Sachs le hizo la pregunta al hombre.

– Sí, sí que lo hizo. Que no siempre les mire a la cara no significa que no me asegure de que firman.

Eso es todo lo que tengo que hacer. Ese es mi trabajo.

Sachs hizo un gesto negativo con la cabeza y se retiró hacia atrás la cutícula del pulgar con la uña de otro dedo.

– Bien; pues tráeme el libro de registro y todo lo demás. Le echaremos un vistazo aquí -dijo Rhyme.

En una esquina de la estancia había una joven asiática, de pie, rodeándose a sí misma con los brazos y mirando por el irregular cristal emplomado. Se volvió y dirigió la mirada hacia Sachs.

– La he oído hablar. Ha dicho usted…, bueno, lo que quiero decir es que… ha sonado como si no supiera usted si ese hombre había salido del edificio después de…, después. ¿Cree que sigue aquí?

– No, no lo creo -dijo Sachs-. Me refería a que no estamos seguros de cómo ha escapado.

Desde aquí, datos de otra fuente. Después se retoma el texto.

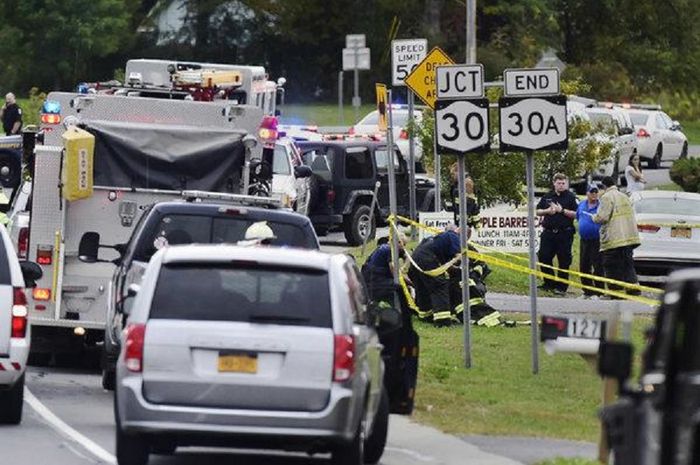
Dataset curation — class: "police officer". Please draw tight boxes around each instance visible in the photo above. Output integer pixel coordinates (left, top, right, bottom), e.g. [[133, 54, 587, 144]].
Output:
[[536, 173, 578, 295], [408, 230, 460, 326], [0, 92, 22, 136]]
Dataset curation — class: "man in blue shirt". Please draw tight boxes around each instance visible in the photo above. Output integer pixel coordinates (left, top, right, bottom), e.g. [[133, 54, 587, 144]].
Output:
[[576, 184, 605, 298], [408, 230, 461, 326]]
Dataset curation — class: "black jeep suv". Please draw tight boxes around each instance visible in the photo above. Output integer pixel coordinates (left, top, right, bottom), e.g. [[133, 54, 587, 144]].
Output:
[[298, 140, 434, 245]]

– Pero, si no saben eso, significa que podría estar aquí escondido, en alguna parte. Esperando a otra persona. Y no tienen idea de dónde está.

Sachs le ofreció una sonrisa tranquilizadora.

– Dejaremos a muchos oficiales por aquí hasta que averigüemos todo lo que ha sucedido. No tiene por qué preocuparse.

Aunque lo que estaba pensando era que aquella muchacha tenía toda la razón: sí, puede que estuviera allí, esperando a otra persona. Y no, no tenían ni la más mínima idea de quién era ni de dónde estaba.